Título: 'Estamos a caminho da normalidade'
Autor: Lu Aiko Otta, Fabio Graner
Fonte: O Estado de São Paulo, 19/10/2006, Economia, p. B4

O ministro da Fazenda, Guido Mantega, olhou satisfeito para o terminal instalado em seu gabinete, permanentemente transmitindo notícias da Broadcast, sistema de informações em tempo real da Agência Estado. Acabava de pipocar a notícia de que o Banco do Brasil havia cortado as taxas de juros do cheque especial, do cartão de crédito e do crédito direto ao consumidor, em coerência com o corte de 0,5 ponto da Selic. 'Viram só?'

Apesar da queda da taxa de juros, que está hoje no menor nível nominal em 12 anos, Mantega acha que ela ainda está elevada. É, para ele, o elemento destoante no conjunto de bons resultados que o Brasil tem a apresentar. Num eventual segundo mandato de Luiz Inácio Lula da Silva, disse, a política monetária continuará a mesma, mas as taxas poderão cair mais rapidamente porque não há mais a missão de derrubar a inflação. Seguem os principais trechos da entrevista concedida ao Estado.

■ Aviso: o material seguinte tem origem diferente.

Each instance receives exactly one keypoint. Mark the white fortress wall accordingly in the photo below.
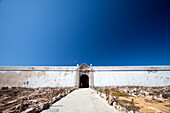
(68, 76)
(21, 76)
(131, 76)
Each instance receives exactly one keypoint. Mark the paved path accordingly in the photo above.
(81, 101)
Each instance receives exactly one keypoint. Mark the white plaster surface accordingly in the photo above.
(131, 78)
(53, 79)
(65, 76)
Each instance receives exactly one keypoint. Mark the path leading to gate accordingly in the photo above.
(81, 101)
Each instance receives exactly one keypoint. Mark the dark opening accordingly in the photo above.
(84, 81)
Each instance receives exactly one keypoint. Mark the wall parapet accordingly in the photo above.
(131, 68)
(38, 68)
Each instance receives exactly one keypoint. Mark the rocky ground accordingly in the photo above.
(146, 99)
(34, 100)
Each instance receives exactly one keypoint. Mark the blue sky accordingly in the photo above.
(98, 32)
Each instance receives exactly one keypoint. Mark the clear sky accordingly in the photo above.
(98, 32)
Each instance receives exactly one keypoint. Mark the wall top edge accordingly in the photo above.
(96, 68)
(36, 68)
(71, 68)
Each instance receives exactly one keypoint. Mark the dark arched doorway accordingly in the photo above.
(84, 81)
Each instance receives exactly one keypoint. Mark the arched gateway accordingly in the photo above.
(84, 76)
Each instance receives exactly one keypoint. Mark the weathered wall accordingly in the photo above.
(57, 77)
(131, 78)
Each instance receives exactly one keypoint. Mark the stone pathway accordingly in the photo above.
(81, 101)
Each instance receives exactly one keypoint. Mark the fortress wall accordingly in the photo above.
(132, 76)
(37, 77)
(55, 76)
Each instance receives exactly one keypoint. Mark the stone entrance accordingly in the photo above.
(84, 76)
(84, 81)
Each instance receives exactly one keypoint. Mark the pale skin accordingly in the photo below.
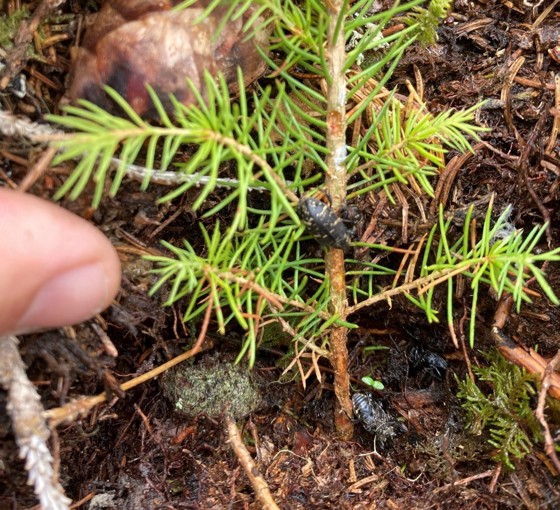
(56, 269)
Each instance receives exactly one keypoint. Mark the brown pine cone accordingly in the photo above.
(134, 43)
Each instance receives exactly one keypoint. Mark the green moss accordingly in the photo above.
(504, 410)
(211, 387)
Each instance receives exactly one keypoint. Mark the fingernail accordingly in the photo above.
(67, 299)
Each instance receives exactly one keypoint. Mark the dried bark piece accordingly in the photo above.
(132, 44)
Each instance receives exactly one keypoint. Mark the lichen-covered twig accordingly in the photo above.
(29, 426)
(257, 481)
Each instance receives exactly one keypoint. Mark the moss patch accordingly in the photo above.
(211, 388)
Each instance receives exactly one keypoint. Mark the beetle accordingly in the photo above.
(375, 419)
(323, 223)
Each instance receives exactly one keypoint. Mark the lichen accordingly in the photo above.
(211, 388)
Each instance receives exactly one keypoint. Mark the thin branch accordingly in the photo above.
(29, 426)
(257, 480)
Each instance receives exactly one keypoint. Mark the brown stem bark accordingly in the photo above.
(336, 188)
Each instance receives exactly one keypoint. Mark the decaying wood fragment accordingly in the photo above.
(133, 44)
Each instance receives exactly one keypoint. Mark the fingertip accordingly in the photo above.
(57, 268)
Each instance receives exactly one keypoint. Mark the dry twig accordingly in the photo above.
(257, 481)
(29, 426)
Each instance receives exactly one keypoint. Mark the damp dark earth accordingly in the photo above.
(441, 416)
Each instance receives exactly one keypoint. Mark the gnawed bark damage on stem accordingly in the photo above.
(335, 183)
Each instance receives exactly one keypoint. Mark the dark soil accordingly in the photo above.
(136, 452)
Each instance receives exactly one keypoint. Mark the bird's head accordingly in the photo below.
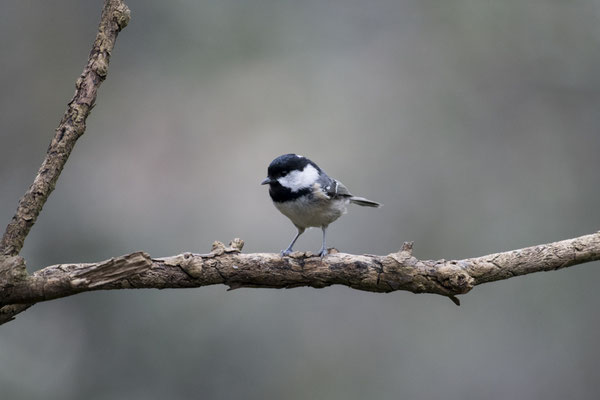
(293, 172)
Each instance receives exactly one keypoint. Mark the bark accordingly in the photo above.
(115, 16)
(229, 266)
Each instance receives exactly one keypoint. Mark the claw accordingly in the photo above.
(323, 252)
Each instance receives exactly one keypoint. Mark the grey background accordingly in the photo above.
(475, 122)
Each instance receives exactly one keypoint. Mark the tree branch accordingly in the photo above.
(115, 16)
(227, 265)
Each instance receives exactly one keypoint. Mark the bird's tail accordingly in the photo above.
(361, 201)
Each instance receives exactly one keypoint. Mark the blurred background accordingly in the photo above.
(476, 123)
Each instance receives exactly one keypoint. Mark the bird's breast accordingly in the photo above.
(310, 210)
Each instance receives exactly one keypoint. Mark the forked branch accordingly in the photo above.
(229, 266)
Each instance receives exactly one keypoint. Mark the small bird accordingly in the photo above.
(305, 194)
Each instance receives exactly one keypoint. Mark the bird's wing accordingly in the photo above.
(335, 188)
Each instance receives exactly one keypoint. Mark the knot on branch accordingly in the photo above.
(235, 246)
(12, 270)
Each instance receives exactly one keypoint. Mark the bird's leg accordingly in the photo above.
(323, 251)
(287, 251)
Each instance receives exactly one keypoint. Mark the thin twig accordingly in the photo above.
(115, 16)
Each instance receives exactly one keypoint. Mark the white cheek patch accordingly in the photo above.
(297, 180)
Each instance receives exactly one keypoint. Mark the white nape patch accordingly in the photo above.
(298, 180)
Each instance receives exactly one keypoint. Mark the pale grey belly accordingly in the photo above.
(306, 212)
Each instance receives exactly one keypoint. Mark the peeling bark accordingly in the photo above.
(229, 266)
(115, 16)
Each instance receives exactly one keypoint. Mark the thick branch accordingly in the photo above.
(115, 16)
(227, 265)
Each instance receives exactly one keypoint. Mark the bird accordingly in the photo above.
(305, 194)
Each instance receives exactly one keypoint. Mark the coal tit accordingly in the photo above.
(305, 194)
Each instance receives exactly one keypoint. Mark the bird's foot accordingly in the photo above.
(323, 252)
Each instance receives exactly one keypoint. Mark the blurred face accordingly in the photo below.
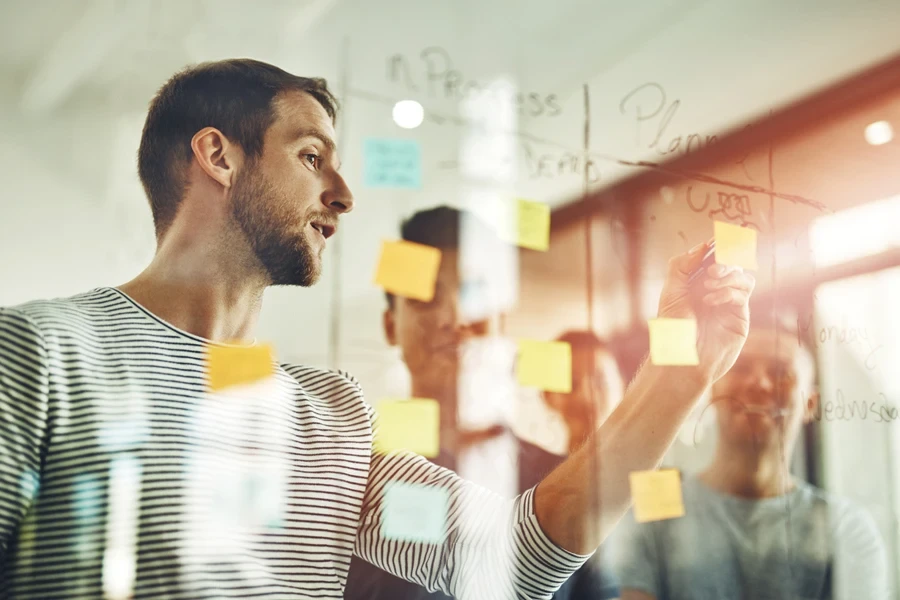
(767, 395)
(431, 335)
(597, 389)
(288, 200)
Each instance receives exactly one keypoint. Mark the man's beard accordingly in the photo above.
(265, 219)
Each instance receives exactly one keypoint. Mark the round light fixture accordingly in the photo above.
(408, 114)
(879, 132)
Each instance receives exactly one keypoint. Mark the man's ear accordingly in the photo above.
(390, 326)
(812, 403)
(216, 155)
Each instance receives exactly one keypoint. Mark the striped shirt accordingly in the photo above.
(122, 474)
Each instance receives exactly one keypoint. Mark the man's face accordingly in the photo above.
(767, 395)
(597, 389)
(287, 201)
(433, 334)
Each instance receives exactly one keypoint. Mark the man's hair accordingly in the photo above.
(235, 96)
(441, 227)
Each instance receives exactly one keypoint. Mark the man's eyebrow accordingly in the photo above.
(329, 143)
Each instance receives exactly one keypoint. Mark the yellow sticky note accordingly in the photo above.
(533, 229)
(412, 425)
(673, 342)
(545, 365)
(656, 495)
(408, 269)
(414, 512)
(238, 365)
(735, 245)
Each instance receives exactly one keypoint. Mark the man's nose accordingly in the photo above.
(338, 196)
(760, 378)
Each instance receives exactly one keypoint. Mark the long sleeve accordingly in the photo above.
(23, 419)
(491, 547)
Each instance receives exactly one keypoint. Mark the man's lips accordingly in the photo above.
(326, 229)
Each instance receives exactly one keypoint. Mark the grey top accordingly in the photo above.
(804, 544)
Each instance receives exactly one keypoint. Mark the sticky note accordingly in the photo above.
(392, 163)
(414, 513)
(408, 269)
(412, 425)
(735, 245)
(238, 365)
(545, 365)
(533, 225)
(673, 342)
(656, 495)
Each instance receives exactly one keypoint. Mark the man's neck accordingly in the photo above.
(749, 472)
(200, 288)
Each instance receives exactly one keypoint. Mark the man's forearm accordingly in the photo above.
(580, 502)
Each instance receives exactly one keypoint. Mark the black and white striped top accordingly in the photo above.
(97, 395)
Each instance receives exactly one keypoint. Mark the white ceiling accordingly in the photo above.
(70, 66)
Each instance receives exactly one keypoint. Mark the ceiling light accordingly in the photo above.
(408, 114)
(879, 132)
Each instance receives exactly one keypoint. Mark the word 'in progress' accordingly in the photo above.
(435, 67)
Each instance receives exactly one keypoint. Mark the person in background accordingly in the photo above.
(751, 529)
(434, 339)
(239, 163)
(597, 388)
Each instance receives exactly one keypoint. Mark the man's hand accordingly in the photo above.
(718, 300)
(581, 501)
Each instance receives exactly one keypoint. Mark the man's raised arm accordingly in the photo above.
(580, 502)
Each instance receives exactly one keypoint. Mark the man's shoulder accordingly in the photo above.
(57, 313)
(844, 514)
(327, 384)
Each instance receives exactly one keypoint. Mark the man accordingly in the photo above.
(597, 389)
(751, 529)
(451, 357)
(239, 163)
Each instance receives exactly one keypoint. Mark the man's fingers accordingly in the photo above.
(729, 295)
(682, 265)
(735, 279)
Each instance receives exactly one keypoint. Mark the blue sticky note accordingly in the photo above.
(414, 513)
(392, 163)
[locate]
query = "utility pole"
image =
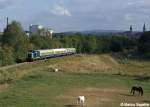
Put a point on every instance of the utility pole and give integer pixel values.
(144, 28)
(7, 23)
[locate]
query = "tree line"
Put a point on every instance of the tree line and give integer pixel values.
(15, 44)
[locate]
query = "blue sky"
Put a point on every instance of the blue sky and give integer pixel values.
(77, 15)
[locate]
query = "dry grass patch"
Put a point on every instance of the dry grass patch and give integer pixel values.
(99, 97)
(87, 63)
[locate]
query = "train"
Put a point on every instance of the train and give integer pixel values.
(49, 53)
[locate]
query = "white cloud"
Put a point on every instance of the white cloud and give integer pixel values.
(60, 10)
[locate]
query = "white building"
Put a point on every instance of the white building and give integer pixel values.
(42, 31)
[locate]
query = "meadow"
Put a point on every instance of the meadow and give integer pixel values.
(103, 79)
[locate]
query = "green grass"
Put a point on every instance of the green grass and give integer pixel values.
(39, 87)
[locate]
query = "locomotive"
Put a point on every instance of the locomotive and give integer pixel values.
(49, 53)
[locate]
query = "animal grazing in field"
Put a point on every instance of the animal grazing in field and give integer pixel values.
(138, 89)
(81, 100)
(56, 70)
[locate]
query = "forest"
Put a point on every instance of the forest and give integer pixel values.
(15, 44)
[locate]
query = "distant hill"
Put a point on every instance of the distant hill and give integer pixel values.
(101, 32)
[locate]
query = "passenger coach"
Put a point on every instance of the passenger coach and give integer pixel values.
(49, 53)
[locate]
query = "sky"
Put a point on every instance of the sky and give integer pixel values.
(77, 15)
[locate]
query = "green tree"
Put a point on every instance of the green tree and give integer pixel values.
(6, 56)
(15, 37)
(144, 44)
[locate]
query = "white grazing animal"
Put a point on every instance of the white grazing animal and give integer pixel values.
(81, 100)
(56, 70)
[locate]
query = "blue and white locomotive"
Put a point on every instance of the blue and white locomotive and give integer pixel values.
(49, 53)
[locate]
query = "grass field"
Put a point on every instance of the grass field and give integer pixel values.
(104, 80)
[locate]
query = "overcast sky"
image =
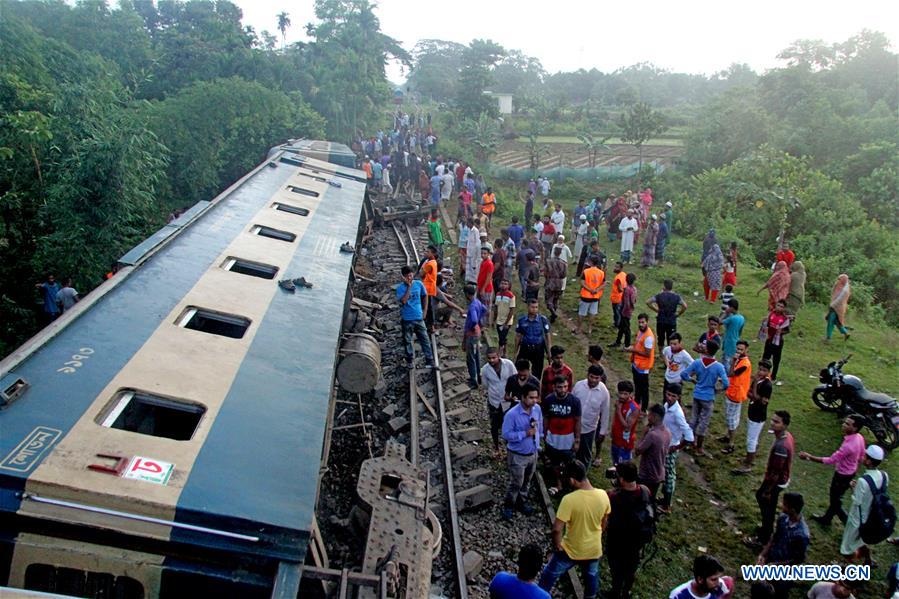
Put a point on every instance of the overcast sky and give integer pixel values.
(694, 36)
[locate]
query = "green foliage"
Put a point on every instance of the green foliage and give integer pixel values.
(640, 123)
(476, 77)
(593, 144)
(216, 131)
(435, 70)
(759, 194)
(734, 124)
(482, 135)
(347, 63)
(89, 166)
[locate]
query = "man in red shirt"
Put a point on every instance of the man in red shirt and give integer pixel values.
(785, 254)
(485, 276)
(557, 369)
(777, 476)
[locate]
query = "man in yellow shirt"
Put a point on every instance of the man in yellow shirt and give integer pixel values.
(582, 515)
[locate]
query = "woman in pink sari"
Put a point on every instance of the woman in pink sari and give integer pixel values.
(836, 312)
(778, 285)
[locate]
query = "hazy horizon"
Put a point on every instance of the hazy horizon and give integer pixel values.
(682, 39)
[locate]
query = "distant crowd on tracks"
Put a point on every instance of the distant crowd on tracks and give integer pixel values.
(542, 414)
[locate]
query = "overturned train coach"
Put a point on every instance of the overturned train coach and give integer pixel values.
(164, 437)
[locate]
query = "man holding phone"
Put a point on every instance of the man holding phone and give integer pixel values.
(522, 430)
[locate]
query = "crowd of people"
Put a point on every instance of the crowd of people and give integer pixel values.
(539, 412)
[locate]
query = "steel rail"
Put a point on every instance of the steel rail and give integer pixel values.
(455, 534)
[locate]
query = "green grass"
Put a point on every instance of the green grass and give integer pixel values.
(696, 522)
(571, 139)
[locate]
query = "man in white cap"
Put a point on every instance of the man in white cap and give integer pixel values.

Foi feito mais um corte de 0,5 ponto nos juros. Na sua avaliação a taxa ainda está alta?

O Copom está prosseguindo na trajetória de redução da taxa de juros, numa posição coerente com o regime de meta de inflação. Como a inflação tem comportamento benigno, caindo, se mantendo nos patamares esperados, então o Copom reagiu à altura e reagiu a taxa. Estamos com a menor taxa nominal dos últimos 12 anos.

Mas ela ainda está alta?

Ainda está. Mas vem caindo desde setembro do ano passado, portanto caminha para um patamar adequado. É uma questão de tempo.

Em quanto tempo chegaremos a um patamar adequado e qual é ele?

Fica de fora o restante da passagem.